The paranormal (insert favourite scary music here) often sends even the most practical people into a cold sweat. They won’t admit it. They’ll argue against it, explain to the poor deluded individuals that enjoy or believe in any such nonsense exactly why it’s all a load of tosh, but – put them in an unfamiliar place with an icy intermittent breeze and some unexpected noises and they’ll have goose bumps like the rest of us. They’ll talk themselves out of it afterwards. Convince themselves it was just adrenaline running wild but for those few moments, when the comfort zone of the familiar is ripped away from them, all the theories and explanations fall away and uncertainty gives way to a tiny bud of fear that maybe, just maybe there is something out there, something hiding, watching, planning. Something beyond our everyday experience that humanity has forgotten. Blocked from our conscious mind through a series of perception filters pulled over oneself to make life more bearable.
Just like the gorilla spliced into the movie.
Paranormal – outside the realm of the ordinary. That covers a lot of ground. Over the coming months you’ll find lots of info here, not only on legends, myths and fairy tales but on sci-fi, parallel dimensions, higher dimensions, and characters who jaywalk through them all (being particularly sexy in the process). Plato referred to a paradigm as the pattern used to create the cosmos. We’ll be playing around with alternate paradigms to the classic version and showing where – even if only in our over-active imaginations – one can cross into another giving birth to many a paranormal experience.
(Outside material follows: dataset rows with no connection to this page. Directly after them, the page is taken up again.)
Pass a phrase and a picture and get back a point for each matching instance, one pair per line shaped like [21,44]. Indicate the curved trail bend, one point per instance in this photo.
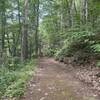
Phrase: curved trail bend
[53,82]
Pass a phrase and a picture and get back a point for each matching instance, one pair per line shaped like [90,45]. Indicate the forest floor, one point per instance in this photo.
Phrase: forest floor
[56,81]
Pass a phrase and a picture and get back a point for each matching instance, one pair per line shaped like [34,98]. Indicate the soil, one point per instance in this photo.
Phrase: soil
[56,81]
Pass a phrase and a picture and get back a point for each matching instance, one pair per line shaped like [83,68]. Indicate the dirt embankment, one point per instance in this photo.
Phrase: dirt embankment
[56,81]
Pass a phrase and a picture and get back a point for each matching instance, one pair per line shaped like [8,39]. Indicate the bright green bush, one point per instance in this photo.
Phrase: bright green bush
[78,45]
[13,83]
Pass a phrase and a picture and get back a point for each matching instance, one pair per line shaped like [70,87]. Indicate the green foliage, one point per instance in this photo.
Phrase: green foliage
[79,45]
[13,82]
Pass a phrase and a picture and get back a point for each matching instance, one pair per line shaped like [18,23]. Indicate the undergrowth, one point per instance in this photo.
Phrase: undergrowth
[13,82]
I’m really excited to be part of this new venture. My personal interests lie on the metaphysical side and the realms of future science. In real life, if there is such a thing, I lecture in Science and Esoteric Studies. I keep up to date with research that is pushing mercilessly at the boundaries of our understanding of the universe and how we exist as sentient intelligence within it. What I see happening in research labs around the world is the paranormal being reclassified as normal and yet… we still have so much to explore. One thing is for sure, when we know our own perceptions of reality are based on a small fraction of what we actually see perhaps we should keep more of an open mind when it comes to the make-believe of others.
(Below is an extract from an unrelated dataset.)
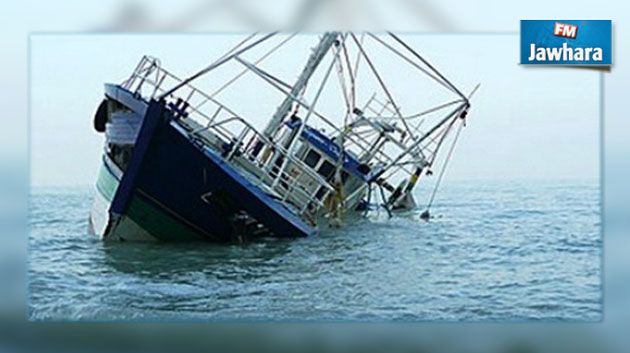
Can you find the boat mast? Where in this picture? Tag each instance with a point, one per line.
(314, 60)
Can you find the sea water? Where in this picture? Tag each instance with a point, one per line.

I hope you’ll join us in the playground for story time and maybe we can share a few real life experiences along the way.
Casey K
Thanks for posting this Casey I would like to think I would be one of the "lucky" ones to see the spliced Gorilla...
ReplyDeleteOMG!!! I loved this it has given me so much to think about. I probably would have missed the gorilla because my mind would have been off already thinking about stories I am working on, when that happens everything else I am oblivious to. so thank you for giving me something to ponder over.
ReplyDeleteWhen I was a teenager, there was a show in the UK called The Young Ones. The very first time I saw it, I couldn't figure out what was going on because every now and then I'd see a tree frog. I really thought I'd lost it, but it eventually had everyone talking. It was a similar thing - the pictures had been planted.
ReplyDeleteAfter a few more weeks people were watching out for the inserted images. Nice to think we were being trained to see more back then.
Don't know if I'd still pick it up. I'd like to think I would but that's the thing about conditioning - it sneaks up on you... So much of our lives are subliminal.